Abstract

A simple method is described which permits both the separation and concentration of circular recombinant plasmids from smaller plasmid vectors that are an undesirable by-product of a ligation reaction. SeaPlaque agarose plugs are used to entrap open-circular forms of recombinant plasmids during electrophoresis. In the example described over 98% of supercoiled, open-circular and linear forms of the 2.9-kb Bluescript plasmid vector, as well as the equivalent dimer forms, pass through the 1.4% SeaPlaque plug.

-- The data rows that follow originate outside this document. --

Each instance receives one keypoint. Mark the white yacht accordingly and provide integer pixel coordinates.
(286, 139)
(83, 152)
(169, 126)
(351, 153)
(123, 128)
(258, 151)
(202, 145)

Circular recombinant plasmids greater in length than the vector dimer are entrapped within the plug. By increasing the concentration of SeaPlaque, recombinants smaller than the vector dimer are retained in the trap, but with a concomitant increase in contamination by open-circular vector dimers. For most library constructions the high ratio of insert to vector used during the ligation reaction reduces the formation of vector dimers and makes this level of contamination inconsequential. The recombinant plasmids can be extracted readily from the SeaPlaque plug by excising it, melting the agarose and extracting with phenol. Alternatively, the excised plug can be melted and the recombinant plasmids used to transform bacteria, or mammalian cells, directly in the agarose. The procedure should be valuable for cloning large inserts for ‘jumping’ and ‘linking’ libraries, for large inserts in general where recircularisation is a low-frequency event e.g., minichromosomes, for pulsed-field gel electrophoresis applications, and for hosts and vectors where genetic selection of the recombinant is not possible.